I hear the words and I hear them correctly and for a moment the room has the specific quality of a place where something large has just arrived and which has not yet been fully processed by the people in it.
"We run," I say. "Tonight. Take everyone we need to take, leave London, find somewhere the Parliament's jurisdiction doesn't reach."
"Lucia is still here," she says.
"Lucia is three months from birth and Fell has her in a facility we know the location of. We can come back for her."
"Running means they win," she says, and she says it with the flatness of someone who has already worked through this argument and arrived at the end of it. "Mordaunt calls the session and we run and he tells the Covenant when they arrive that the resistance fled at the first sign of legal authority, that they were never a real governing force, that London needs external management because its supernatural community cannot maintain order." She looks at me. "We have been fighting for three years so that London governs itself. I am not giving that up because the law has been pointed at me."
I know she is right. I know it in the specific way I know things that I do not want to be true, the knowledge that sits in the chest rather than the head and which the head cannot argue away no matter how many arguments it constructs.
"Twenty-four hours," I say. "We have twenty-four hours before Parliament acts.

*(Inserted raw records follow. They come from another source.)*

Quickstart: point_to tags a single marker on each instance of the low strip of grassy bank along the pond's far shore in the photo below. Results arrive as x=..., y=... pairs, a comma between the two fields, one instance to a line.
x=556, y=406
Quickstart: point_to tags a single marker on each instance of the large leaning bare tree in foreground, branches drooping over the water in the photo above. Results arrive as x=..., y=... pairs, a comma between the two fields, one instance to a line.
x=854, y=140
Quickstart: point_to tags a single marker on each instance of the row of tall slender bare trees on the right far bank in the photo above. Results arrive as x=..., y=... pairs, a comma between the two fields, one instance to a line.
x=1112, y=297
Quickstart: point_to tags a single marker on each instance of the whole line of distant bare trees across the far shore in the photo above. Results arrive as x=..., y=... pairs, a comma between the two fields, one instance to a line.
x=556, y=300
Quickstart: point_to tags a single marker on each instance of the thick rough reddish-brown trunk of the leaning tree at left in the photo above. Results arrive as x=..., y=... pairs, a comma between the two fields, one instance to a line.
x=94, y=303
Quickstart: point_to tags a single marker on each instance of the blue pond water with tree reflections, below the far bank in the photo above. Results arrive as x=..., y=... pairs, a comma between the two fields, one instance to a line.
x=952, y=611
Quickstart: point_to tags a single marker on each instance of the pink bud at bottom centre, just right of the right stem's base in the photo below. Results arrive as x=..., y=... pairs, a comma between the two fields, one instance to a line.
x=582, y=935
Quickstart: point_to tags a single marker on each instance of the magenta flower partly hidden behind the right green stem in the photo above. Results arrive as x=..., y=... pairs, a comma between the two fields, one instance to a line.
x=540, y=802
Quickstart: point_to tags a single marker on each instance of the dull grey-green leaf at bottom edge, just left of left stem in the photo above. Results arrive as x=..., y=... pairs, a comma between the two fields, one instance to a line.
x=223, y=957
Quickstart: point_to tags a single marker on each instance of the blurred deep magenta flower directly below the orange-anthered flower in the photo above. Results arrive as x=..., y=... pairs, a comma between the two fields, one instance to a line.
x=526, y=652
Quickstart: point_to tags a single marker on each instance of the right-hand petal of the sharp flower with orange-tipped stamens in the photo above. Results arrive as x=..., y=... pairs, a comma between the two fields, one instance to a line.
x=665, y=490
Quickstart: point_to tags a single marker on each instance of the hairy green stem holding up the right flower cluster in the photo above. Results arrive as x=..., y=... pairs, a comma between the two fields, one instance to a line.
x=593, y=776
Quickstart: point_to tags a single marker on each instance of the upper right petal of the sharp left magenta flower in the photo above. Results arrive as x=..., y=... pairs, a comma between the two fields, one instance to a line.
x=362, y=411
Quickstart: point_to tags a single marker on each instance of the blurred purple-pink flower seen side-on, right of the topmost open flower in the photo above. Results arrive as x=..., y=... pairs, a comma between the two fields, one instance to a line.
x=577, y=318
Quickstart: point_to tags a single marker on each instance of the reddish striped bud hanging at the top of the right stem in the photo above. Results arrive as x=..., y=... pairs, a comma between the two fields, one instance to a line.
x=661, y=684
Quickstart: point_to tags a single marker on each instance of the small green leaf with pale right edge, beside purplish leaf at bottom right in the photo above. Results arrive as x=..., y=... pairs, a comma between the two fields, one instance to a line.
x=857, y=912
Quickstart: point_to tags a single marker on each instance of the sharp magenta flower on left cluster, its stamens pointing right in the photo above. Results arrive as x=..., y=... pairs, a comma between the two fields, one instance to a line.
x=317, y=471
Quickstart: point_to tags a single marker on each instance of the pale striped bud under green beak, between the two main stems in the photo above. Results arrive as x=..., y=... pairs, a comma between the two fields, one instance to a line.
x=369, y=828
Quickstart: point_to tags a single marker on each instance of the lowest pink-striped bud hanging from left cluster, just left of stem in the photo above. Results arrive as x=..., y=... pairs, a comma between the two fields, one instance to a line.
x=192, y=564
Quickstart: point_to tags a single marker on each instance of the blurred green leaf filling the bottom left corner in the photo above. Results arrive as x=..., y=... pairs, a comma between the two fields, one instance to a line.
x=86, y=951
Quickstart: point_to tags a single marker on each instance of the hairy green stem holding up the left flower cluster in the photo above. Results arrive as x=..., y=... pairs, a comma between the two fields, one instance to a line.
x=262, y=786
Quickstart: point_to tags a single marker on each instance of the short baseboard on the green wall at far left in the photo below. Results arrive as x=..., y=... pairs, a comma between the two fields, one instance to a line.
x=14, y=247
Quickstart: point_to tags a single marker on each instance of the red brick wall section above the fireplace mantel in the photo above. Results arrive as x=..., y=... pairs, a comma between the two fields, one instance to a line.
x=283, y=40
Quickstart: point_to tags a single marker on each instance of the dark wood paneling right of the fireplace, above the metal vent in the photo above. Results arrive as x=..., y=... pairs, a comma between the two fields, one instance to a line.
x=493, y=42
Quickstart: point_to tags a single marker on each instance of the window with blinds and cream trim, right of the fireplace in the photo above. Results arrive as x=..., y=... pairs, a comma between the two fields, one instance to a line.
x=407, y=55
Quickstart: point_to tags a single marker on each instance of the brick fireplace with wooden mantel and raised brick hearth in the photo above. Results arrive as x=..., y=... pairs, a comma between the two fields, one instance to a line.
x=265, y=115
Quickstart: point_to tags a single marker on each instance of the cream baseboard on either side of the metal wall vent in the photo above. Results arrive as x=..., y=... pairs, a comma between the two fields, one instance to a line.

That is enough time."
"For what?"
"To find a way through this," I say. "I am not sitting here accepting it. I am not planning a rescue or a run. I am telling you I am going to find a way through it and I need the twenty-four hours to do it."
She looks at me with the expression that means she is deciding how much to let herself believe what I am saying.

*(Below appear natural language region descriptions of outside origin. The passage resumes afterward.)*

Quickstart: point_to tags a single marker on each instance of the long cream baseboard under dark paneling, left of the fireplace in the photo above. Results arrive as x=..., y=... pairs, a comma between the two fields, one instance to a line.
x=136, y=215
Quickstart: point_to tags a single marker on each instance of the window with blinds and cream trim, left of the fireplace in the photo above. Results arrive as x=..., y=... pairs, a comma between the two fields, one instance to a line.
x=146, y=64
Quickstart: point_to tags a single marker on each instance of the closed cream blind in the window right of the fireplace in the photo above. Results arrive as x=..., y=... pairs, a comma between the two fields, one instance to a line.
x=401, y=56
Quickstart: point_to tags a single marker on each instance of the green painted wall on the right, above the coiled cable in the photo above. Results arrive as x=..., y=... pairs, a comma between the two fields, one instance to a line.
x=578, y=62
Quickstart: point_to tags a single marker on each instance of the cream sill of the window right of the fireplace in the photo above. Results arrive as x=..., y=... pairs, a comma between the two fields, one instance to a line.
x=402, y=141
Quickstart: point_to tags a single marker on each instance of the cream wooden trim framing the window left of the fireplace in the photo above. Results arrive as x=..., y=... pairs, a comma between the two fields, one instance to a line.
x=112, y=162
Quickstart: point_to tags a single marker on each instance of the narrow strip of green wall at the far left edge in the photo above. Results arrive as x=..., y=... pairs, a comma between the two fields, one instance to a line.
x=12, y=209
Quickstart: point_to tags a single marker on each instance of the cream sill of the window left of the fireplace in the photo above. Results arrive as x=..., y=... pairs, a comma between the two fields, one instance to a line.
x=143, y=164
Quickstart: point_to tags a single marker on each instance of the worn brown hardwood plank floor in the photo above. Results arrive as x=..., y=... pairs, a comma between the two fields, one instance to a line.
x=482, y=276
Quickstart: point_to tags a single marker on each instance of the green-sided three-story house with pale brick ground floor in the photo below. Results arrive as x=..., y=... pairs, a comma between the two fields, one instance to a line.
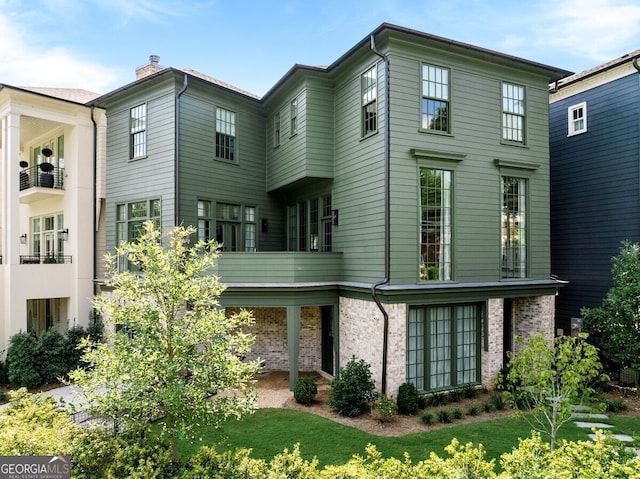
x=393, y=206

"We have never done this the easy way," she says.
"No," I agree. "But we have done it. Every time."
We are quiet for a moment with the weight of the twenty-four hours and everything in them.
"Our relationship," I say. "We have never made it anything formal. Always fighting, always moving, always the next thing." I look at her directly. "If we survive this, marry me. Properly. Whatever that means for people like us."

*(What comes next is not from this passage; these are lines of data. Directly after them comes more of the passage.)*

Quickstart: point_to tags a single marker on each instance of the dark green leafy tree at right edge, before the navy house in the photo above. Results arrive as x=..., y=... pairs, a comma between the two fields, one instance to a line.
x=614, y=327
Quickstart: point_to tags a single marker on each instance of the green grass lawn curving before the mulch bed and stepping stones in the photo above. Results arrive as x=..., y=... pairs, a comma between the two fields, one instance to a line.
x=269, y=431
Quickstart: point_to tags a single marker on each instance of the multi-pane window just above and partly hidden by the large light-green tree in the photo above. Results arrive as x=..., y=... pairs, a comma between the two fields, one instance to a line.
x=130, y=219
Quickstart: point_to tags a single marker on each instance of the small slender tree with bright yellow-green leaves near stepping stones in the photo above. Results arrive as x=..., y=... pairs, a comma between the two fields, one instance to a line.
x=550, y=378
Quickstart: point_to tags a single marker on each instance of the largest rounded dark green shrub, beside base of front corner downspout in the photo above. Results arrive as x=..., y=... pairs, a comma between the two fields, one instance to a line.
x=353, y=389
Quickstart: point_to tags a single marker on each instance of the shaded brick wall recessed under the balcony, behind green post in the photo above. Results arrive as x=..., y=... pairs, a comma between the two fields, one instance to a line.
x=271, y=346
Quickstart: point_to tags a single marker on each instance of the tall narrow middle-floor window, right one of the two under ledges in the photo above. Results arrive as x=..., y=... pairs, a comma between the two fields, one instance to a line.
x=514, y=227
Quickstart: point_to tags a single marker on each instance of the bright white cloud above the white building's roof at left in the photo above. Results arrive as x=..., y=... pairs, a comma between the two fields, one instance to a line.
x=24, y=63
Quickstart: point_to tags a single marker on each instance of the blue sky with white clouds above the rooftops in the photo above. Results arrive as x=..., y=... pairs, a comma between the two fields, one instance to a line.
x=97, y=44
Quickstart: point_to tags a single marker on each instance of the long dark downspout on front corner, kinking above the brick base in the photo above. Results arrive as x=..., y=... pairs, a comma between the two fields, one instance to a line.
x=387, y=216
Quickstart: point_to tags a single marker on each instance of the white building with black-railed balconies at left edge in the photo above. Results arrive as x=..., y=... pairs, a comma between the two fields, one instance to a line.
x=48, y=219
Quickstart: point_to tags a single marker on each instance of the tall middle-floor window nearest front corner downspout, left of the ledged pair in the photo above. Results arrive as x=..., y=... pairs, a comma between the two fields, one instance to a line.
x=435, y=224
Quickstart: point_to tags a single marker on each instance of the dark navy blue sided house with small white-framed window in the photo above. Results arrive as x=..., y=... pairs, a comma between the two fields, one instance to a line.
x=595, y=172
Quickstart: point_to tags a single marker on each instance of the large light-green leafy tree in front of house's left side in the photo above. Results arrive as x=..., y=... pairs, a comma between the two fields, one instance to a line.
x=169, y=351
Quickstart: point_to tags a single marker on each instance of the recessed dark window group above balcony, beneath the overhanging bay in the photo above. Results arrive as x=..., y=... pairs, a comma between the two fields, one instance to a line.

She looks at me for a long moment in the specific way she looks at things she is deciding whether to let herself want.
"When we survive this," she says. "Yes."
The night has the quality that nights have when they might be the last of something, the specific attention you pay to things when you understand they are not guaranteed to continue. We sit with that and with each other and with the twenty-four hours, and I spend the part of the night she is asleep going through everything I know and everything Tom knows and everything Jack knows and everything Isolde suggested, looking for the way through.
In the morning, Parliament guards arrive at the Den's front door.
"Valentina Corvino. You're summoned for trial. Today."